台湾総統選に羨望のまなざし 中国市民「民主制度の勝利」と賞賛

【大紀元日本1月17日】4年に一度の台湾総統選馬英九総統の再選で幕を下ろした。総統選の過熱ぶりは中国本土でも高い関心を呼んでいる。新浪、網易、捜狐など大手ポータルサイトが特集を組んで報道するほか、中国版ツイッターの各ミニブログでも関連話題が飛び交っている。

親中路線を掲げる馬総統の再選により、対中融和が一段強化されるとみられている。しかし、中国本土の市民は総統選の結果が中台関係に及ぼす影響にそれほどの関心を示していない。彼らは今回の総統選を「民主主義制度の勝利」と称え、対立候補の蔡英文氏の敗退を「名誉ある敗戦」と暖かく見守った。同じ中華圏でも、改善が見込めない本土の一党独裁の現状が改めて突きつけられ、成熟する台湾の民主主義制度への渇望はいっそう掻き立てられた。

ネットユーザのqqttffは「祝福すべきのは馬英九の再選ではなく、憲政民主制度が台湾で成熟したということだ。有権者と政治家はみな、試練に耐え、いい成績を出した。これは台湾の幸せ、台湾人民の幸せであり、大陸の将来の見本と希望でもある」と書き記した。

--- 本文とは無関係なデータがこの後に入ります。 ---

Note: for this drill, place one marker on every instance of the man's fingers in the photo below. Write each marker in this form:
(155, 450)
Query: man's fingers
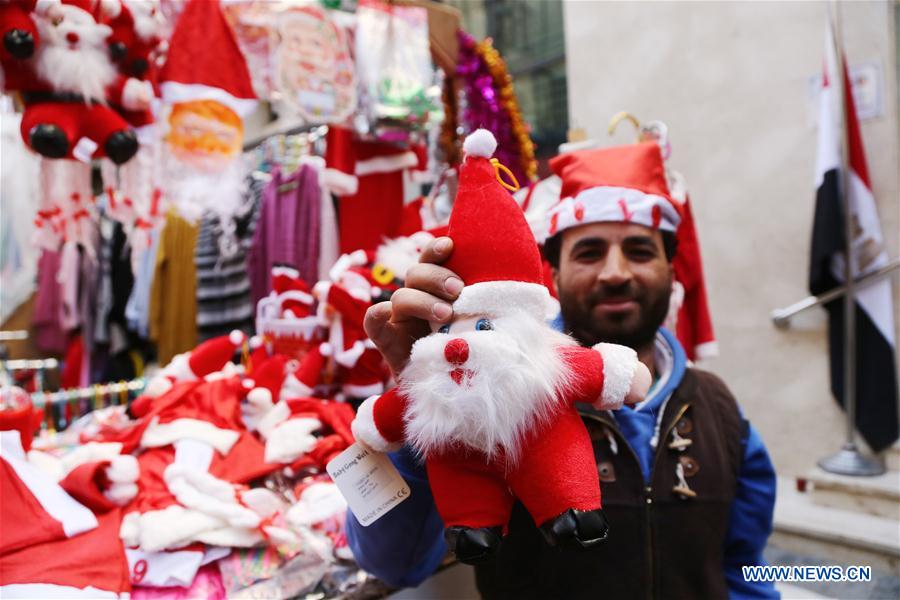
(435, 280)
(407, 303)
(377, 317)
(437, 251)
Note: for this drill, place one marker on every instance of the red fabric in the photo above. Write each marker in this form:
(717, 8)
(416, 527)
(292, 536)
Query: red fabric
(86, 483)
(487, 222)
(20, 506)
(95, 558)
(203, 51)
(694, 326)
(635, 166)
(96, 122)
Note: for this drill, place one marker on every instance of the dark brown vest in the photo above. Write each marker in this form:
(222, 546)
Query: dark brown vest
(663, 543)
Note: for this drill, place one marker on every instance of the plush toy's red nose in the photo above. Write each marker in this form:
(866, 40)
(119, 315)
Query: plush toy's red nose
(456, 351)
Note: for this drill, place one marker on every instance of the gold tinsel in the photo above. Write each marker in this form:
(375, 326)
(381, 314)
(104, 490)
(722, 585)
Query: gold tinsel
(503, 84)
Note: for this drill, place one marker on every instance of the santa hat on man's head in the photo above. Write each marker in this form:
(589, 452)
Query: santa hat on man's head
(204, 61)
(494, 251)
(622, 184)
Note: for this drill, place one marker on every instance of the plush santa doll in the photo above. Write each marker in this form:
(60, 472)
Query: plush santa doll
(488, 400)
(67, 86)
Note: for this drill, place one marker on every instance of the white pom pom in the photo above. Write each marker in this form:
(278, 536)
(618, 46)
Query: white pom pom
(480, 142)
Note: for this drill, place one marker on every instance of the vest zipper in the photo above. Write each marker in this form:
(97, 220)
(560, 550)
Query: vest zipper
(648, 490)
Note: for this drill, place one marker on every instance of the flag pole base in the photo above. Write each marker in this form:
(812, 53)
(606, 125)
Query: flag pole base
(848, 461)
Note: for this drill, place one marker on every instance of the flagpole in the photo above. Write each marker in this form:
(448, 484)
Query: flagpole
(848, 460)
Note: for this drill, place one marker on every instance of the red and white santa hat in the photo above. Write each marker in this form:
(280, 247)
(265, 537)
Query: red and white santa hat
(623, 184)
(494, 251)
(204, 61)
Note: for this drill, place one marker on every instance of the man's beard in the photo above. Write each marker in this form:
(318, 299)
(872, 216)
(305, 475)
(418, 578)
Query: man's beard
(86, 70)
(634, 331)
(510, 386)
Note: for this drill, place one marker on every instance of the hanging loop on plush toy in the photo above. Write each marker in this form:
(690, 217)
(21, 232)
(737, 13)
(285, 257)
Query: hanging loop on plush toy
(501, 168)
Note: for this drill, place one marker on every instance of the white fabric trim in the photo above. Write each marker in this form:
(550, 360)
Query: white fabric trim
(603, 203)
(162, 434)
(496, 298)
(619, 365)
(74, 517)
(362, 391)
(291, 439)
(365, 430)
(174, 91)
(386, 164)
(51, 590)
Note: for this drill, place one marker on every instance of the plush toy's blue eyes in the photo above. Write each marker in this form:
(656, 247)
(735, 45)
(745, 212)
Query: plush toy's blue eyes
(484, 325)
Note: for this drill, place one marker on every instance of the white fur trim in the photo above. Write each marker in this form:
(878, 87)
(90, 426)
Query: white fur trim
(123, 469)
(162, 434)
(292, 439)
(386, 164)
(480, 142)
(365, 430)
(362, 391)
(497, 298)
(280, 412)
(136, 94)
(121, 493)
(340, 183)
(619, 365)
(174, 92)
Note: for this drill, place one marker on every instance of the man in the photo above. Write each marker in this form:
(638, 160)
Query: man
(688, 488)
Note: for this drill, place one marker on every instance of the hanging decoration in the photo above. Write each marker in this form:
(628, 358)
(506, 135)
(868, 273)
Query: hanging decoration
(491, 103)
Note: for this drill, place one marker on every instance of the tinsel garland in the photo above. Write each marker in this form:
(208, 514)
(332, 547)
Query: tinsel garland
(491, 103)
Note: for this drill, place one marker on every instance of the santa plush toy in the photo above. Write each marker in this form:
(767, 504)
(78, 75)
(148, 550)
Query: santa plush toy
(488, 400)
(68, 84)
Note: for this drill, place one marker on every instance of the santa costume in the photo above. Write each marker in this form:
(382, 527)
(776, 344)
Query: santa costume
(489, 400)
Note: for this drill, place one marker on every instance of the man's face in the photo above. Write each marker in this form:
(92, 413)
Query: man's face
(613, 282)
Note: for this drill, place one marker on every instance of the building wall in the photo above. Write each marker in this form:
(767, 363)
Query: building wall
(731, 80)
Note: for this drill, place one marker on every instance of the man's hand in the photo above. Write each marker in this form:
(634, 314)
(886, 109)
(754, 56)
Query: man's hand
(430, 289)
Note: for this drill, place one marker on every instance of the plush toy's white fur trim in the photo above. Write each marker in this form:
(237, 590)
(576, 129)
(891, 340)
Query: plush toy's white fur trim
(280, 412)
(480, 142)
(123, 469)
(162, 434)
(292, 439)
(619, 365)
(497, 298)
(517, 376)
(365, 430)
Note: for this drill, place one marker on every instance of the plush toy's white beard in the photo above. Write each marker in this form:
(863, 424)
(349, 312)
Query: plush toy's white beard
(85, 70)
(517, 373)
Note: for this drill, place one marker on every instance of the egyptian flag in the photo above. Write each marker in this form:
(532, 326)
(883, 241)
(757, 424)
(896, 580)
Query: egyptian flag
(876, 374)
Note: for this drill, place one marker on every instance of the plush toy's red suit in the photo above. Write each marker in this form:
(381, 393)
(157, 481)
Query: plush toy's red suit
(489, 399)
(68, 82)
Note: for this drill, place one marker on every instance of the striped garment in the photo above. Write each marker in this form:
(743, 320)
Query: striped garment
(224, 302)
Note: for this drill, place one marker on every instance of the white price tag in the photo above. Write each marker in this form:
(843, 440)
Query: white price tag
(369, 482)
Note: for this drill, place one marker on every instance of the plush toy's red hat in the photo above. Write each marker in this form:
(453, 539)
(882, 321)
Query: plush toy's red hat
(494, 251)
(623, 184)
(211, 355)
(204, 61)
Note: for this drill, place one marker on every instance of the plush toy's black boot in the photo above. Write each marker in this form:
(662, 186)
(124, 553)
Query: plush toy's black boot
(48, 140)
(473, 546)
(19, 43)
(584, 528)
(121, 146)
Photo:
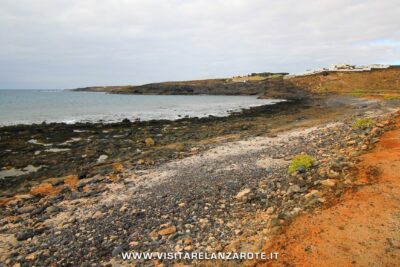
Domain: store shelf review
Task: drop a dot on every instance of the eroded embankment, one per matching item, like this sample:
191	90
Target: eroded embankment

人気作家の慕容雪村氏は自身のブログで「馬氏が勝っても、蔡氏が勝っても、最終の勝者は台湾だ。これは制度の勝利だ」と賞賛した。

深せん大学政治学専門の張濤氏は中国市民の総統選への関心が高かったことについて、「台湾の選挙制度と台湾人民が享受している政治的自由を中国本土の目標にしたいから」と市民の胸中を代弁し、「台湾選挙への注目は本土の民主化への関心の高さを表している。市民は本土の民主化を望んでいる」と言い切った。

中国政府は14日、総統選の結果について「北京が推し進める両岸政策が台湾人民に受け入れられた結果だ」との声明を発表したが、台湾の選挙制度や民主化の実現について触れなかった。

あるネットユーザは「蔡英文の敗戦スピーチは台湾の民主政治がすでに軌道に乗ったと物語った。これでも台湾の民主が混乱そのものだと言えるのか!これでも中国人が民主主義に適していないと言えるのか?(中国共産党は)恥ずかしくないのか?」と厳しく糾弾した。

一方、台湾総統選に影響され、本土の民主化が前進するのかについて、専門家らは批点的な見方を示している。前出の張濤氏は「市民の民主主義への渇望は北京政権にとって圧力になるが、中央政府が政治改革を行う日まで道のりはまだ長い」と米VOAの取材に対して述べた。